The ever-increasing pollution of the oceans is a matter of great concern to all the nations. Consensual and innovative solutions are being implemented.

4.1 Ocean cleanup project

Dedicated to the purification of the world’s oceans, the Dutch student presented in 2012 his ecological project to clean the oceans. More precisely, it will be a question of setting up a system of floating dams intended to retain macro waste. This is already the beginning of a commendable solution since dozens of engineers are already working on the implementation of such a system that would allow only micro-waste to pass. The young student hopes to put more than 50 km of floating arms by 2020 to operationalize the cleaning of Atlantic and Pacific waste on an industrial scale.

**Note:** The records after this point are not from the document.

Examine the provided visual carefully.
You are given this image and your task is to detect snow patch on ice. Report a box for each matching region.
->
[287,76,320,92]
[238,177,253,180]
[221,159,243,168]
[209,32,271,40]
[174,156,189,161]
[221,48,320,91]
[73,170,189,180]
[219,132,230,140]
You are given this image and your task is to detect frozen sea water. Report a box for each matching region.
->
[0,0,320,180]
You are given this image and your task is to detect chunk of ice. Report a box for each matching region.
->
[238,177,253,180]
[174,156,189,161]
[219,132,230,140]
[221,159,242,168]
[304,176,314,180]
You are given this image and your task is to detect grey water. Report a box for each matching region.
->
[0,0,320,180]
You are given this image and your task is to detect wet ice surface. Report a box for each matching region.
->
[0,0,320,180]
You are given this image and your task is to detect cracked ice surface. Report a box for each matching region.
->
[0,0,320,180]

4.2 Industrial waste disposal

As it is known, industries of all kinds are considered the leading cause of water pollution. In addition to other types of pollution. So; It is time to banish this part of human activity by making a great effort to restore life to the planet.

Therefore, laws have now been passed that compel industries to start cleaning up the waste they leave in their surroundings, including water and surface land. To reduce pollutants that gradually become part of the water life cycle.

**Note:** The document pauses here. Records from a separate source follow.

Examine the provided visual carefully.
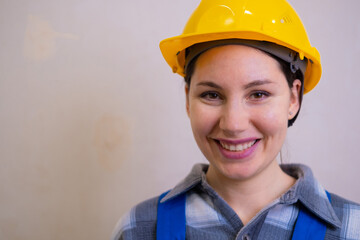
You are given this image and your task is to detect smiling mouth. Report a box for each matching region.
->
[217,139,259,152]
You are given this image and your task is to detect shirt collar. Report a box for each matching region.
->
[161,164,341,227]
[280,164,341,227]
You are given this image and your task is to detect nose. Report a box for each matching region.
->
[219,101,250,137]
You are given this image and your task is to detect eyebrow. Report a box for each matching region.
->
[197,79,273,89]
[244,79,273,89]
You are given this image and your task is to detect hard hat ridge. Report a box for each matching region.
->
[160,0,321,93]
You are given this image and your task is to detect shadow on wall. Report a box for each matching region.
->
[94,114,132,171]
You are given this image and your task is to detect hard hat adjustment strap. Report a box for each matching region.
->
[184,39,308,76]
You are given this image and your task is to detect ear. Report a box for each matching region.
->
[288,79,301,120]
[185,84,190,117]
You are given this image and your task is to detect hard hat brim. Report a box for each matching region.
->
[160,31,322,94]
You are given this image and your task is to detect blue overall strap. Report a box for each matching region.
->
[156,192,186,240]
[292,192,331,240]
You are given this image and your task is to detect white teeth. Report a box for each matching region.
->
[220,140,256,152]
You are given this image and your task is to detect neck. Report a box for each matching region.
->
[206,160,296,224]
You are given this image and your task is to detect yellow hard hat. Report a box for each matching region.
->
[160,0,321,93]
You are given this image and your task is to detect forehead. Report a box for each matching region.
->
[192,45,285,85]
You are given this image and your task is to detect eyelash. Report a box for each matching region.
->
[200,91,221,101]
[200,91,270,101]
[249,91,270,100]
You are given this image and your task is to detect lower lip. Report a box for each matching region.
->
[217,140,261,160]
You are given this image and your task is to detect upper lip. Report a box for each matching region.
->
[214,138,259,145]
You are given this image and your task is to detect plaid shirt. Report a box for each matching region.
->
[111,164,360,240]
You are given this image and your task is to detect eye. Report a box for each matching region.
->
[200,92,221,101]
[250,91,270,101]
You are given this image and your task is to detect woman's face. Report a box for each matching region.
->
[186,45,301,180]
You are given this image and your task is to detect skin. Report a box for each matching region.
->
[185,45,301,224]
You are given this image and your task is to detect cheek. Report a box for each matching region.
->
[189,103,218,139]
[255,104,288,138]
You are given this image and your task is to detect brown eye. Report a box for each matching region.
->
[250,91,270,100]
[201,92,220,100]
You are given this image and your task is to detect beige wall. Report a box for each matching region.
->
[0,0,360,240]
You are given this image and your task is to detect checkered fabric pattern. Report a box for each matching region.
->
[111,164,360,240]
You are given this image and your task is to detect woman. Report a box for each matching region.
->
[113,0,360,239]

4.3 Filter or purify the water

There are many solutions in place to prevent marine pollution. Much of it is based on the concept of water filtration; It is a process in which all pollutants are removed from the water and made suitable for consumption.

The purification or filtration process is carried out using: UV light, after which the filtration process removes any foreign matter, such as sand grains, algae, bacteria, or even organic materials or suspended materials. And thus, remove the pollutant, and the treatment known as osmosis can also be applied.